I'm testing SSL/TLS stream proxying within NGINX that will connect to a web server using gnutls as the underlying TLS API. Using the command line test tool in gnutls (gnutls-serv) the entire process works, but I can't understand the logic:
the NGINX client (proxying HTTP requests from an actual client to the gnutls server) seems to want to handshake the connection multiple times. In fact in most tests it seems to handshake 3 times without error before the server will respond with a test webpage. Using wireshark, or just debugging messages, it looks like the socket on the client side (in the perspective of the gnutls server) is being closed and reopened on different ports. Finally on the successful connection, gnutls uses a resumed sessions, which I imagine is one of the previously mentioned successful handshakes.
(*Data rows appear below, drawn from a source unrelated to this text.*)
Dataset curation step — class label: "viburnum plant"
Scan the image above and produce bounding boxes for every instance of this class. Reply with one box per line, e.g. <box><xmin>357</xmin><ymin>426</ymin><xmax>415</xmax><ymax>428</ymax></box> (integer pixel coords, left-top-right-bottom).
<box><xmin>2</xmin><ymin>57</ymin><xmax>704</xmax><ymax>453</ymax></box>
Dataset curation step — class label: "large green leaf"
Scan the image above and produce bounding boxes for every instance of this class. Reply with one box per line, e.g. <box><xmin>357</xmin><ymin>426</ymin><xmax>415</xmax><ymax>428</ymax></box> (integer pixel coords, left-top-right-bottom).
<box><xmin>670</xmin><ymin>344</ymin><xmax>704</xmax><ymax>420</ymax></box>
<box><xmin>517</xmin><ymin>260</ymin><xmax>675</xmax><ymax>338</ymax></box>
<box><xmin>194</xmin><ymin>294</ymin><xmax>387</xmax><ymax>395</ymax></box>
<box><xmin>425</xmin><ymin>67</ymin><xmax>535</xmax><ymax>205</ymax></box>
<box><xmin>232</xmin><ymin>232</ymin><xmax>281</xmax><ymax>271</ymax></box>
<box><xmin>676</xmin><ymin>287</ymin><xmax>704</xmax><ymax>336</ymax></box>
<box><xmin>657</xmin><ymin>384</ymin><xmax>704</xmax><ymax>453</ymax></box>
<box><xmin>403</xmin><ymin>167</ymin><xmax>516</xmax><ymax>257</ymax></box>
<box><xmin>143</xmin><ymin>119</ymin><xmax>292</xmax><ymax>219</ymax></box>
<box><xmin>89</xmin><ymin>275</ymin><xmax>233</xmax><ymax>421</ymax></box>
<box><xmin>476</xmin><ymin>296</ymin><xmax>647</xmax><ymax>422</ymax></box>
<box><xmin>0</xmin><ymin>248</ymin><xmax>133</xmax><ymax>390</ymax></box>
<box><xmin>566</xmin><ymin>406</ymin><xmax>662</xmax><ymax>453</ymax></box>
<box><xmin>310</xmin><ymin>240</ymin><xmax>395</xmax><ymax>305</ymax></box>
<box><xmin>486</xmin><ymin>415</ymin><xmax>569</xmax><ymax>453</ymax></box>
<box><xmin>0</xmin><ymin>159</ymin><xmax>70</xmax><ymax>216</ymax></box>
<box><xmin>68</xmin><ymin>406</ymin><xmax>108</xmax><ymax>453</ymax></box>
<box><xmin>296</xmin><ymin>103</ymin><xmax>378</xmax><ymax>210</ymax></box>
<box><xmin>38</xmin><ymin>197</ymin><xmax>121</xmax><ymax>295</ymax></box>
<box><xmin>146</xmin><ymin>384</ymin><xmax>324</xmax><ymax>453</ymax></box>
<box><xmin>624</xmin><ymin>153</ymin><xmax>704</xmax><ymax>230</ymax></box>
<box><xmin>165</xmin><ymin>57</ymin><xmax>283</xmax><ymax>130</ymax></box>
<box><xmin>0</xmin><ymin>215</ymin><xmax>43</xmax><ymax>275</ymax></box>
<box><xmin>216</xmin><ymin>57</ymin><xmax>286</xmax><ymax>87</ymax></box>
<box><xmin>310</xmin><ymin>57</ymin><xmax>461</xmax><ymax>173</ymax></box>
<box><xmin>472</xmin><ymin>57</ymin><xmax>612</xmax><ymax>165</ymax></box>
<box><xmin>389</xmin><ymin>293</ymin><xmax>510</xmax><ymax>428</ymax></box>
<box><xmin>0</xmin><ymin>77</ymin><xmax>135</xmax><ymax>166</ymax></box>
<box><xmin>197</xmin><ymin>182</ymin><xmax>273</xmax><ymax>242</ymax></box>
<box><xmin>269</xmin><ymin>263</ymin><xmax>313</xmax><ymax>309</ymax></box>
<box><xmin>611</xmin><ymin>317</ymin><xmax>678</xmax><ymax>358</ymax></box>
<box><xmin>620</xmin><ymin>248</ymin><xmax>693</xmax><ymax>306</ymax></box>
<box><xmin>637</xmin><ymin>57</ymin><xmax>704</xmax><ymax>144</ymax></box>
I am failing to find any documentation about this sort of behaviour, and am wondering if this is just an 'NGINX thing.'
Though the handshake eventually works with the test programs, it seems kind of wasteful (to have multiple expensive handshakes) and implementing handshake logic in a non-test environment will be tricky without actually understanding what the client is trying to do.
I don't think there are any timeouts or problems happening on the transport, the test environment is a few different VMs on the same subnet connected between 1 switch.
NGINX version is the latest mainline: 1.11.7. I was originally using 1.10.something, and the behaviour was similar though there were more transport errors. Those errors seemed to get cleaned up nicely with upgrading.
Any info or experience from other people is greatly appreciated!
Use either RSA key exchange between NGINX and the backend server or use SSLKEYLOGFILE LD_PRELOAD for NGINX to have the necessary data for Wireshark to decrypt the data.
While a single incoming connection should generate just one outgoing connection, there may be some optimisations in NGINX to fetch common files (favicon.ico, robots.txt).